The cold war was a period of extreme political tension between the Soviet Union with its satellite states and the United States with its allies. This tension was reflected in global multilateral agencies, including the World Health Organization. The end of the cold war transformed the dynamics of economic and health development at global, regional, and national levels. This political earthquake brought a seismic shift from international to global health.
The cold war enabled corrupt governments and illegitimate military dictatorships to become the norm in the developing world. We witnessed gross mismanagement, human rights abuses, and economic collapse in sub-Saharan Africa. The United Nations and related institutions became ideological and diplomatic battlefields in which newly independent African, South American, and Asian states were used as pawns. Rogue beneficiaries traded their votes for patronage and money from either side.
The end of the cold war in 1989 ushered in a new era of world politics and development in which health has played an ever increasing role. Two aspects are particularly important.

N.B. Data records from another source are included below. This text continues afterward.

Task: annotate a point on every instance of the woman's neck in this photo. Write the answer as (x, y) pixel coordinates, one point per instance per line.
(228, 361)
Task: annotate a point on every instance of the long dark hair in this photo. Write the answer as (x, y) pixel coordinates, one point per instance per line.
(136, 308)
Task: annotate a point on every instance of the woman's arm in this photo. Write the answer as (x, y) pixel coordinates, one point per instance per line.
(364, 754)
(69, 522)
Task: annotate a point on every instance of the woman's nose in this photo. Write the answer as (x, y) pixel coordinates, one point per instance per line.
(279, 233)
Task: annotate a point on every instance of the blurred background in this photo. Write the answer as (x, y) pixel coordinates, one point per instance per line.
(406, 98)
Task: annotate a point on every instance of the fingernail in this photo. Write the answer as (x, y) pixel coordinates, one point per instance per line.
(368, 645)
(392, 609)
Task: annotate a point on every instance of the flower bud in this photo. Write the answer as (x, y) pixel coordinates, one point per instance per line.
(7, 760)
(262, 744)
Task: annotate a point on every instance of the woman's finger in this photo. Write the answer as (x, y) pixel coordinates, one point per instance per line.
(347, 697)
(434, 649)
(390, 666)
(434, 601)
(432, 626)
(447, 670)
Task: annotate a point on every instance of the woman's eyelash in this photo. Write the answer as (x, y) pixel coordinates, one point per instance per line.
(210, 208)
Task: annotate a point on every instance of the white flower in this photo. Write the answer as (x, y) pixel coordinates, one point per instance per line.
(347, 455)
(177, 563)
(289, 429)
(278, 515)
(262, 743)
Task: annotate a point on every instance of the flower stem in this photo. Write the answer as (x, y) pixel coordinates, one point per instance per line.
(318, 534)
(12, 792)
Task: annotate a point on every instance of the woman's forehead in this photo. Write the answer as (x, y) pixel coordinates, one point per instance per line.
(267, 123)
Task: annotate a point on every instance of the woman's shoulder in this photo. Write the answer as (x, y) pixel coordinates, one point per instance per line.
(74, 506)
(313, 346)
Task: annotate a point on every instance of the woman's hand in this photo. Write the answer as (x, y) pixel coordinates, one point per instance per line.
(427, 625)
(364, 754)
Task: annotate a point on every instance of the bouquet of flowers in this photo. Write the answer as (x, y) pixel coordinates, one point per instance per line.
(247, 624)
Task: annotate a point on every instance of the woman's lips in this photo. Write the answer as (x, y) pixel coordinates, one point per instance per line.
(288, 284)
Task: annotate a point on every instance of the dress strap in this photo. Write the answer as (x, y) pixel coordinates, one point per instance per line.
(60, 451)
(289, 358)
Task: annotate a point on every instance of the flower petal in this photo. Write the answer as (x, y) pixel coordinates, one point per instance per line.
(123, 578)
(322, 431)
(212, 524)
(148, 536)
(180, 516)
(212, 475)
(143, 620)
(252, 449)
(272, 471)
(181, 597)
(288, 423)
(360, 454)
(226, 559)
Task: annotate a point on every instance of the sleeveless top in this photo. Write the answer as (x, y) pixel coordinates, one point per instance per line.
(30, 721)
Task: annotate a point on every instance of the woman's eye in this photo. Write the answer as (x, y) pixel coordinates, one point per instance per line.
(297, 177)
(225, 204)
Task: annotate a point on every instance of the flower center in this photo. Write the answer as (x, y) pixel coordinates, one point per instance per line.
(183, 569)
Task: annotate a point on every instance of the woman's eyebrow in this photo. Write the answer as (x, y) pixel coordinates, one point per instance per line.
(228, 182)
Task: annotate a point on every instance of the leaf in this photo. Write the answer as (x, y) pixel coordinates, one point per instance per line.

Firstly, the principles of development assistance were transformed from being purely donor and ideologically driven to a more negotiated practice guided by pacts, such as the Paris Declaration on Aid Effectiveness and the Accra and Busan accords. These instruments promote country led, sector-wide approaches, which advocate for integrated and sustainable programmes, rather than standalone project implementation.
But the reality has been very different from the principles. Impatience from some Western donors means that they instead championed the creation of disease focused global health initiatives such as the Stop Tuberculosis Partnership, the Global Fund to fight Aids, TB, and Malaria, Gavi, the Vaccine Alliance, Roll Back Malaria, and the Global Health Workforce Alliance. These initiatives shaped global health after the cold war. They provided an alternate outlet for funding streams, which supported the approach taken by the millennium development goals, but they have produced mixed results and their future remains uncertain. One of the survival strategies of these new institutions, such as UNAIDS, is to campaign against the “exceptionalisation” of HIV. Another is to promote an expansion of their mandate to include universal health coverage, as lobbied for by some Global Fund supporters.
Secondly, the rise of civil society and the movement on social justice, equity, and women’s rights has shaped global health governance. This movement has led to more transparency and accountability by governments and non-government actors around the world, but in a very uneven way, with not enough voices from the global south or from women. Today, the influence of civil society is shrinking again, as liberal democracies are being weakened. But there is some hope, as the African Union is in the process of reforming itself to become a people centred organisation embracing governments and civil society. Today it has a strict zero tolerance policy on illegitimate governments, which has had far reaching positive results. It has also prioritised health. Many new global health actors have emerged on the African continent, and funding has grown substantially.
Now a new paradigm is unfolding in resourcing development assistance. The Bretton Woods Institutions are being challenged by Japan and South Korea and by new development banks that have been created in Asia. China is emerging as a major donor, and Chinese investments can be accessed more easily than Western investments as they have fewer conditions. At the same time, countries receiving this Chinese aid are more vulnerable and face problems with the quality of outputs. As global negotiations become more difficult, there is an emerging tendency towards regionalisation. Examples include the America First Initiative, Brexit, and the European Union, and Japan is focusing more on supporting its neighbouring countries. All these are at the expense of supporting global multilateral agencies such as WHO, which is struggling to deliver its growing mandates with insufficient budgets.
There are currently no clear political blocs negotiating at the governing bodies of WHO, as was the case during the cold war. Many countries are now more regionally aligned, with submissions organised together and with shifting alliances becoming the norm. On key issues, negotiating groups form around the rich and poor, with developing countries rallying around the Group of 77 and China as a bloc. The EU, Latin America, the Caribbean, Africa, and Asia Pacific negotiate together. The world is less polarised than it was during the cold war, and health diplomacy is more flexible. But there are indications that the new multipolar world could lead to new ideological and economic divisions and, some say, a new cold war with the main differences being between the USA and China. This notwithstanding the global health agenda holds the promise that countries will join forces to implement the agreed sustainable development goals; as a common effort to deliver the required global public goods by 2030.